For the usually stoic, independent woman to admit that level of desperation, things had to be bad. Thanks to what they’d both been subjected to in Honduras, bad for them was pure hell on earth for others.
Stepping into the waiting room, Rachel looked around for the recipient of her one and only phone call. An eclectic array of people sat in the green plastic chairs, including a few handcuffed to the armrests, but no Charlie. And the pink-haired
Alpha operative wasn’t someone who could be easily missed.
After a second scan, she opted to check outside. Warm desert air washed over her, a blessing after the putrid stench of the holding cell. Rachel savored the clean scent and leaned heavily on the front railing. Her hands trembled, her body showing its relief at no longer being trapped in close confines. The more violently they shook, the tighter she clutched the banister.
“If it isn’t the redheaded jailbird finally taking flight. Took you long enough to make an appearance, darlin’. I started to think you chiseled your way out instead of taking the easy route.” The familiar deep voice caressed Rachel like silk.
Keeping her back toward its owner, Rachel tried in vain to compose herself. Counting to a hundred and performing thirty minutes of meditative yoga wouldn’t do a damn thing when it came to Logan Callahan’s presence.
She mentally braced for impact and turned toward the flirty Texan.
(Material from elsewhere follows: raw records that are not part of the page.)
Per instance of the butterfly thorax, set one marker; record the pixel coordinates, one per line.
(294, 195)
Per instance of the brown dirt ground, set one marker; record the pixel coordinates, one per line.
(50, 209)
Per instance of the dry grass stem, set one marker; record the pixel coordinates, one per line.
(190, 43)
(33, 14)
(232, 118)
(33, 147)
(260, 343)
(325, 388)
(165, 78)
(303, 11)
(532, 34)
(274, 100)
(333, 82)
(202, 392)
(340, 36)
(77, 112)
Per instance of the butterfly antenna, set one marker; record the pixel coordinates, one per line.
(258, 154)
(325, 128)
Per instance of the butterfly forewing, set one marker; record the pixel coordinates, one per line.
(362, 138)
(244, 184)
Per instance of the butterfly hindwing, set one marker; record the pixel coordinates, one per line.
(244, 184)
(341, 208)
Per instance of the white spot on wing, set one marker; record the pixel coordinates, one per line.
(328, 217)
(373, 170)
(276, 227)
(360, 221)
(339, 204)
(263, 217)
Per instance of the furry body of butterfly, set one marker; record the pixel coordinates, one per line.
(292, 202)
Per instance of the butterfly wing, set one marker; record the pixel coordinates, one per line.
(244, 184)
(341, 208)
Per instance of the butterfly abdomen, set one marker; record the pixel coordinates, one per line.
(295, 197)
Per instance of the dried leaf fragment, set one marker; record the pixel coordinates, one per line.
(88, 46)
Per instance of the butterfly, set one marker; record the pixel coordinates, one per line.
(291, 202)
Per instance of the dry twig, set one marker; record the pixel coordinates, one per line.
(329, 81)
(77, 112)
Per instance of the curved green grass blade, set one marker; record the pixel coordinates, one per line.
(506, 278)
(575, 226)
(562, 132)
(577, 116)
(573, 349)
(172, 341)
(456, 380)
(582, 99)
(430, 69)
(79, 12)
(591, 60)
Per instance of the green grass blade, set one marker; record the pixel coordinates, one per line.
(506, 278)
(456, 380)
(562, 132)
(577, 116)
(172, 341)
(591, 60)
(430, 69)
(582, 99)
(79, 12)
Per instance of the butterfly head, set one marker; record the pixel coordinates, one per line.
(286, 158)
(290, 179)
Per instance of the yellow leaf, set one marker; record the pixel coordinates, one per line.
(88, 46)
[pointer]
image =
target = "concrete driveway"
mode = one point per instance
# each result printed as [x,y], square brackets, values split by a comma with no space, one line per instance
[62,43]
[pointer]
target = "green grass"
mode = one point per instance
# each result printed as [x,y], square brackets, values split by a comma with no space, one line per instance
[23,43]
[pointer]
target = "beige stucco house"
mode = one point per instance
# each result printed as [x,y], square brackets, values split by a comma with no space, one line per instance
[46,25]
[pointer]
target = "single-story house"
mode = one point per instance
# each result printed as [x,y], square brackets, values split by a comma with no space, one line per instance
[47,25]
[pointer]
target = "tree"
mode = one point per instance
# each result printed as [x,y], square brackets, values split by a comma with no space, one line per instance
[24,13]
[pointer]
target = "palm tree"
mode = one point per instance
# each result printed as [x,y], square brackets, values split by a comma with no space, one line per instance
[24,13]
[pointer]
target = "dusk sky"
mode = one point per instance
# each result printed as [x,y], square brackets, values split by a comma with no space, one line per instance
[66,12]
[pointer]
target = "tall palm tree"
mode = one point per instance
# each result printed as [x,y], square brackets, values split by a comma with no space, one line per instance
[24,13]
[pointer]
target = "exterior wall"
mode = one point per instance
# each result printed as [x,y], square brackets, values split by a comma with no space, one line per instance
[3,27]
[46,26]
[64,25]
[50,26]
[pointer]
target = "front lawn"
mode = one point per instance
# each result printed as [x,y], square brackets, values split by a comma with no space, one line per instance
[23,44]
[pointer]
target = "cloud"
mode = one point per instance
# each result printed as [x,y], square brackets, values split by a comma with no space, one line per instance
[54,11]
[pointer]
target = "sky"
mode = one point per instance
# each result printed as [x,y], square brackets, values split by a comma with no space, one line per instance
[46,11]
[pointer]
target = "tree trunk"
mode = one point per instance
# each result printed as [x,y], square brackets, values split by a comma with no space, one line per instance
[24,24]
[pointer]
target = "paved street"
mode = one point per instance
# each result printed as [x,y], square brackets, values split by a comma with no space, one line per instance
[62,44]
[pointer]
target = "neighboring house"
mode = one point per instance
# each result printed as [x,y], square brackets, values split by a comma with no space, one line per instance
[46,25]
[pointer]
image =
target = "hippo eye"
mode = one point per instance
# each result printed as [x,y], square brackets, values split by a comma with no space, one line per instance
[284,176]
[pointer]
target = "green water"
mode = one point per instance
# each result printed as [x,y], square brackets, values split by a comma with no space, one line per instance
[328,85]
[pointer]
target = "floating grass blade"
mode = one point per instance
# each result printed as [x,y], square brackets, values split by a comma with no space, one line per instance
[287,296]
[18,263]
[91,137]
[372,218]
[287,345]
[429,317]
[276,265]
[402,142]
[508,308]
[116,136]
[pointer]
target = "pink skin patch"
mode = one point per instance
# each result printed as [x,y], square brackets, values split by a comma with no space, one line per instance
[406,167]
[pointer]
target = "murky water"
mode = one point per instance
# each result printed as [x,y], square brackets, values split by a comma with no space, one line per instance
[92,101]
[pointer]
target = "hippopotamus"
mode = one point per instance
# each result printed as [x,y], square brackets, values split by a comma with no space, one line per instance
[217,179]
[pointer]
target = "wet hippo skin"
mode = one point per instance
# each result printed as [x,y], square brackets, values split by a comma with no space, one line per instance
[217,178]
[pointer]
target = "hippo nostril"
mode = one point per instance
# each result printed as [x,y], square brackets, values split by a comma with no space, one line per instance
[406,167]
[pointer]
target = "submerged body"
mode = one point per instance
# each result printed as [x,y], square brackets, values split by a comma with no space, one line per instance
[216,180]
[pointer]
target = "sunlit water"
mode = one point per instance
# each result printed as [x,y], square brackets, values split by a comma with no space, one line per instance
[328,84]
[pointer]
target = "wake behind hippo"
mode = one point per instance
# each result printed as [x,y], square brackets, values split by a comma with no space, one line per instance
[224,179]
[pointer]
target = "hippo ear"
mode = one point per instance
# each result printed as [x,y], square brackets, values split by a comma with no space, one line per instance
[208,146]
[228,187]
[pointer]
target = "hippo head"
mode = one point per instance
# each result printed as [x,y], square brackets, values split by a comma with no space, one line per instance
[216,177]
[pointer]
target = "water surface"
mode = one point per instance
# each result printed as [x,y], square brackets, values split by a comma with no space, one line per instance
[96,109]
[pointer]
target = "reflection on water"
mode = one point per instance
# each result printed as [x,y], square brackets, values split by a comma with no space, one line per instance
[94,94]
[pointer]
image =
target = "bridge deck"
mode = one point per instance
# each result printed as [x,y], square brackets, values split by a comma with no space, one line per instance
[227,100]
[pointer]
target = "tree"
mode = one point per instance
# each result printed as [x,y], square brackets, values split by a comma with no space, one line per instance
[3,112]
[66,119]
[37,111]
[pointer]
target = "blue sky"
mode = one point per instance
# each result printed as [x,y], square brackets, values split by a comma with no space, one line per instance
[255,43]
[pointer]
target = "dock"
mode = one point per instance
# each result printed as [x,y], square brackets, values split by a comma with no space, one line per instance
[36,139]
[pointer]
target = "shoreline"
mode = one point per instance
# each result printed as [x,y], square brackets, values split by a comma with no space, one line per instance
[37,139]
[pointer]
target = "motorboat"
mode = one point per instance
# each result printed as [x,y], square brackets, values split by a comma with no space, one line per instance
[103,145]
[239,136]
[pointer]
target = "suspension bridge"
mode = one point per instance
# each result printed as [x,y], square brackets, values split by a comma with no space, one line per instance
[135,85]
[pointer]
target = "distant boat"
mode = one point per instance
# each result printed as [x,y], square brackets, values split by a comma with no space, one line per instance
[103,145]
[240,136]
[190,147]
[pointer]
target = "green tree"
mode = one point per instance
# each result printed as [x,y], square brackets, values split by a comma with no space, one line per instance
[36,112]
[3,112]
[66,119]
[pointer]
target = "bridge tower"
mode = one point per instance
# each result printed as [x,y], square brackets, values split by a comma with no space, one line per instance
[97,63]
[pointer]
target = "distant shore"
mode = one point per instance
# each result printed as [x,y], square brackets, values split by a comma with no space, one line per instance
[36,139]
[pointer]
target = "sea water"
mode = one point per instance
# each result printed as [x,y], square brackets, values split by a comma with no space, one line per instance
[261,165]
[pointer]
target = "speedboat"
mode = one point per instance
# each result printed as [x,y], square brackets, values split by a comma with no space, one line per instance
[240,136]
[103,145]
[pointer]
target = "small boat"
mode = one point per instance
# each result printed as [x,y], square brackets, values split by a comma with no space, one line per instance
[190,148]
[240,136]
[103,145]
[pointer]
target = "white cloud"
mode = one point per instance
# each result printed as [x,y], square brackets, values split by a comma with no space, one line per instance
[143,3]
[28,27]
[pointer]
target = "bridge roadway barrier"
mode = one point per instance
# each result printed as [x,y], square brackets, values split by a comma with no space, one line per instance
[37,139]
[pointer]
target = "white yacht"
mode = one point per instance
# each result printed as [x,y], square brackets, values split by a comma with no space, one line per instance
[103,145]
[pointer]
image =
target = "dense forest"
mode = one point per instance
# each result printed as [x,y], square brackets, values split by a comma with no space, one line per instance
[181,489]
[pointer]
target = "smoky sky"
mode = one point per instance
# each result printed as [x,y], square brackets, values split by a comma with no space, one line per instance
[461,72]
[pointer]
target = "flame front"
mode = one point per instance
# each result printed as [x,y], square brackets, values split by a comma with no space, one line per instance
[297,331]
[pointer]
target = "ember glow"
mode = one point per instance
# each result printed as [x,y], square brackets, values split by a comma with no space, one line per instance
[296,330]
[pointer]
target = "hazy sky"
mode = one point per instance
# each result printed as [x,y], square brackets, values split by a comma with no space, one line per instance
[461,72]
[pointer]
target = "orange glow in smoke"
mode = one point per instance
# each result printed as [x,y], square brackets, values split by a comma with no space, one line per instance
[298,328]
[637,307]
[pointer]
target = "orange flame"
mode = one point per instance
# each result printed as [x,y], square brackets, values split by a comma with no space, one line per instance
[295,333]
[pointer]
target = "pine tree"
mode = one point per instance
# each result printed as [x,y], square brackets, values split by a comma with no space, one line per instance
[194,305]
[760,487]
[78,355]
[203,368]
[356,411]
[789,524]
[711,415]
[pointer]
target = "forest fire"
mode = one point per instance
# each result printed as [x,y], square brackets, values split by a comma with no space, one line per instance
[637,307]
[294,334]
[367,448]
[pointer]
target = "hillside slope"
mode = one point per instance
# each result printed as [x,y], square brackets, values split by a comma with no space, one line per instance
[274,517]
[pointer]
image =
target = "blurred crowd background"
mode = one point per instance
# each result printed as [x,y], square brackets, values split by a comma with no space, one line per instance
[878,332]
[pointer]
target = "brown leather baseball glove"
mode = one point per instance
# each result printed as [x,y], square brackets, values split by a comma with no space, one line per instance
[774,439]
Over six feet of solid muscle and southern charm, Logan leaned casually against the red brick of the police station. Worn blue jeans encased muscled thighs, and a red plaid button-up shirt, its cuffs rolled to his elbows, revealed strong, corded arms.
And his hands…
Rachel nearly drooled there on the walkway as his fingers massaged the brim of the black Stetson in his hands. Personal experience had taught her that those hands had more talent than most people had in their entire bodies—and not because he was an Alpha sniper badass.
For one blissful night, she’d experienced what it was like to be on the receiving end of those hands—and afterward, she’d woken to reality. It was hard to believe she’d slunk out of Logan’s bed a mere twelve hours ago—well, technically it had been her bed.
“Cat got your tongue?” Logan’s mouth lifted at the corners.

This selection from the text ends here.